DecompressTensor(Tensor<T>, ICompressionMetadata<T>)
Decompresses the compressed tensor weights back to their original form.
public virtual Tensor<T> DecompressTensor(Tensor<T> compressedWeights, ICompressionMetadata<T> metadata)
Parameters
compressedWeightsTensor<T>The compressed weight tensor.
metadataICompressionMetadata<T>The metadata needed for decompression.
Returns
- Tensor<T>
The decompressed weight tensor.
Remarks
For Beginners: This method reverses the compression process:
- Flattens the compressed tensor to a vector
- Applies the vector decompression algorithm
- Reshapes back to the original tensor dimensions
The metadata must be the same type returned by CompressTensor.
GetCompressedSize(Matrix<T>, ICompressionMetadata<T>)
Gets the size in bytes of the compressed matrix representation.
public virtual long GetCompressedSize(Matrix<T> compressedWeights, ICompressionMetadata<T> metadata)
Parameters
compressedWeightsMatrix<T>The compressed weight matrix.
metadataICompressionMetadata<T>The compression metadata.
Returns
- long
The total size in bytes.
Remarks
For Beginners: This calculates the total storage needed for the compressed matrix, including both the compressed data and the metadata overhead (shape information).
GetCompressedSize(Tensor<T>, ICompressionMetadata<T>)
Gets the size in bytes of the compressed tensor representation.
public virtual long GetCompressedSize(Tensor<T> compressedWeights, ICompressionMetadata<T> metadata)
Parameters
compressedWeightsTensor<T>The compressed weight tensor.
metadataICompressionMetadata<T>The compression metadata.
Returns
- long
The total size in bytes.
Remarks
For Beginners: This calculates the total storage needed for the compressed tensor, including both the compressed data and the metadata overhead (shape information).
GetCompressedSize(Vector<T>, ICompressionMetadata<T>)
Gets the size in bytes of the compressed representation.
public abstract long GetCompressedSize(Vector<T> compressedWeights, ICompressionMetadata<T> metadata)
Parameters
compressedWeightsVector<T>The compressed weights.
metadataICompressionMetadata<T>The compression metadata.
Returns
- long
The total size in bytes.
GetElementSize()
Gets the size in bytes of a value of type T.

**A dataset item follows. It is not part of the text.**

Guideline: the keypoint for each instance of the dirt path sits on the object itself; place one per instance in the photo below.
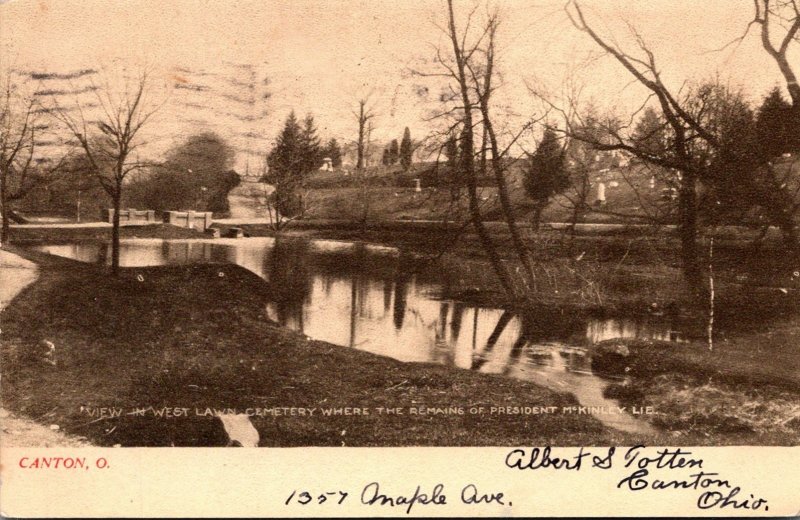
(248, 200)
(16, 273)
(20, 432)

protected virtual int GetElementSize()
Returns
- int
The size in bytes.
Remarks
For Beginners: Different number types take different amounts of memory.
Common sizes:
- float (single precision): 4 bytes
- double (double precision): 8 bytes
This method figures out the size automatically based on the type being used.
MatrixToVector(Matrix<T>)
Converts a matrix to a flattened vector.
protected Vector<T> MatrixToVector(Matrix<T> matrix)
Parameters
matrixMatrix<T>
Returns
- Vector<T>
TensorToVector(Tensor<T>)
Converts a tensor to a flattened vector.
protected Vector<T> TensorToVector(Tensor<T> tensor)
Parameters
tensorTensor<T>
Returns
- Vector<T>
Remarks
For Beginners: This method flattens an N-dimensional tensor into a 1D vector, preserving all values in row-major order. This is the first step in tensor compression - convert to 1D, compress, then convert back.
VectorToMatrix(Vector<T>, int, int)
Converts a vector to a matrix with specified dimensions.

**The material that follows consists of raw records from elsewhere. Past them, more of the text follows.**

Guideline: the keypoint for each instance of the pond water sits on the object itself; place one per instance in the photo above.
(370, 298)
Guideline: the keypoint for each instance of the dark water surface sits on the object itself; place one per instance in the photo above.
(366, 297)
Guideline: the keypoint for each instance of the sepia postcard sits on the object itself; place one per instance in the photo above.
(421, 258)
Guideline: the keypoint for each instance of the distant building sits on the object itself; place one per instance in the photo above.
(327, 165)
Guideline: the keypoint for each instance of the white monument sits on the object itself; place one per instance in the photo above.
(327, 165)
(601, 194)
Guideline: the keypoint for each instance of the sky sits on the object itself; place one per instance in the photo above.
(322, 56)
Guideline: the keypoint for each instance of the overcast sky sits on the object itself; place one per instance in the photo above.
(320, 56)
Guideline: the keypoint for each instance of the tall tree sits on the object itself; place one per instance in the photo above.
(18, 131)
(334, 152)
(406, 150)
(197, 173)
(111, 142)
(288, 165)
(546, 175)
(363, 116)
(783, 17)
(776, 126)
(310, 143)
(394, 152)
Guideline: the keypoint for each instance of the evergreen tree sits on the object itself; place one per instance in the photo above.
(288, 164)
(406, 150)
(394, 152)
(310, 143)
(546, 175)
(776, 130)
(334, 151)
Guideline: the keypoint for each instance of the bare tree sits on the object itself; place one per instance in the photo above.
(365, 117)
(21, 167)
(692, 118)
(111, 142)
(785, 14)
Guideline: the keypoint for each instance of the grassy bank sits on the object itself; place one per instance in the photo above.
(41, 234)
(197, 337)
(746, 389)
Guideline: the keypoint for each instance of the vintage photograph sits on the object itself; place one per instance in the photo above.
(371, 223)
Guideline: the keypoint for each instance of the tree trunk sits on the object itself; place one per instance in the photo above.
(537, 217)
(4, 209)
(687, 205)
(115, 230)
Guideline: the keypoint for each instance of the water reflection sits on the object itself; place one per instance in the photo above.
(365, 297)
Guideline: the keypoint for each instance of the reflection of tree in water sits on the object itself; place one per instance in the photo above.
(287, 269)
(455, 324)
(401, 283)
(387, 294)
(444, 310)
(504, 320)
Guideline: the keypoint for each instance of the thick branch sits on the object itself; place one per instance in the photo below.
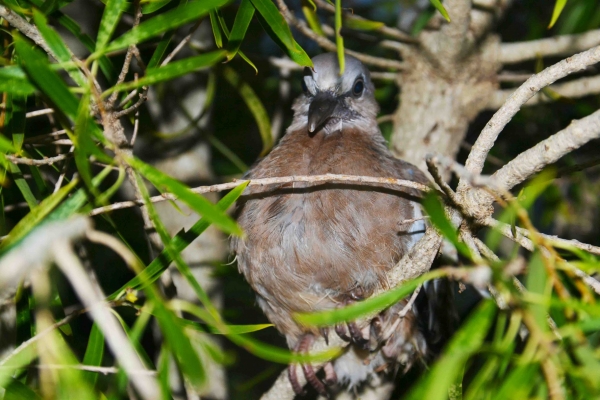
(488, 136)
(554, 46)
(573, 89)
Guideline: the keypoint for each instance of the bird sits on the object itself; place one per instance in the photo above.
(311, 247)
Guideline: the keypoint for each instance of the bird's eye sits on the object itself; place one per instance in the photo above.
(358, 88)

protected Matrix<T> VectorToMatrix(Vector<T> vector, int rows, int cols)
Parameters
Returns
- Matrix<T>
VectorToTensor(Vector<T>, int[])
Converts a vector to a tensor with specified shape.

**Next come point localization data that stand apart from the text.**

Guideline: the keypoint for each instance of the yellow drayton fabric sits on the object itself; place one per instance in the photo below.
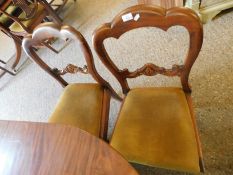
(80, 105)
(15, 27)
(155, 128)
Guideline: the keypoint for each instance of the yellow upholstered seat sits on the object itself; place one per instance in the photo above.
(16, 27)
(80, 105)
(155, 128)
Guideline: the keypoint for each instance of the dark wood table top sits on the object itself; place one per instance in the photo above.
(29, 148)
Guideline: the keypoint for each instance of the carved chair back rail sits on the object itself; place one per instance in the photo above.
(151, 17)
(84, 105)
(147, 114)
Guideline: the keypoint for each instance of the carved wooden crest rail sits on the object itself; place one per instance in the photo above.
(151, 16)
(52, 30)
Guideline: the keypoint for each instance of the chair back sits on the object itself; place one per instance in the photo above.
(151, 16)
(45, 32)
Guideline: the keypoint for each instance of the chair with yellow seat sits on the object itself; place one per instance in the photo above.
(155, 126)
(84, 105)
(19, 17)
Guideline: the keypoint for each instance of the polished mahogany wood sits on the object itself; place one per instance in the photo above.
(163, 3)
(50, 30)
(53, 149)
(30, 9)
(151, 16)
(154, 16)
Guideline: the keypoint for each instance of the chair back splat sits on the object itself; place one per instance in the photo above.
(156, 126)
(151, 16)
(85, 105)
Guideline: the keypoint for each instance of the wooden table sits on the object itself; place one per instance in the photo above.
(28, 148)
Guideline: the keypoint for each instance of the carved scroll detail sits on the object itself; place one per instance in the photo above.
(72, 69)
(24, 5)
(151, 70)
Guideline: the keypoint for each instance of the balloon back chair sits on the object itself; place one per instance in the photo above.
(156, 126)
(85, 105)
(19, 17)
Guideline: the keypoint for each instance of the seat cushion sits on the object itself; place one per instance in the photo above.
(155, 128)
(15, 27)
(80, 105)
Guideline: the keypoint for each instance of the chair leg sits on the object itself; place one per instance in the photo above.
(18, 54)
(105, 115)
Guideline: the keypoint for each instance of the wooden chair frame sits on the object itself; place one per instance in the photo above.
(154, 16)
(48, 30)
(18, 36)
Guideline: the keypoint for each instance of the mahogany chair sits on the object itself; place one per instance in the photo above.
(156, 126)
(85, 105)
(19, 17)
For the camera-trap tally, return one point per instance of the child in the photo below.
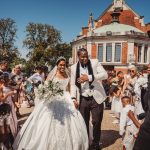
(128, 124)
(115, 92)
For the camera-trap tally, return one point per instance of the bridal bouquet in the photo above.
(49, 90)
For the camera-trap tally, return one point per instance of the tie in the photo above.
(83, 65)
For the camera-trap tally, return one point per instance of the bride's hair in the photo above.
(59, 59)
(54, 70)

protected Tensor<T> VectorToTensor(Vector<T> vector, int[] shape)
Parameters
vectorVector<T>shapeint[]
Returns
- Tensor<T>
Remarks
For Beginners: This method reshapes a 1D vector into an N-dimensional tensor with the specified shape. The vector values are placed in row-major order into the tensor. The total number of elements in the vector must match the product of all shape dimensions.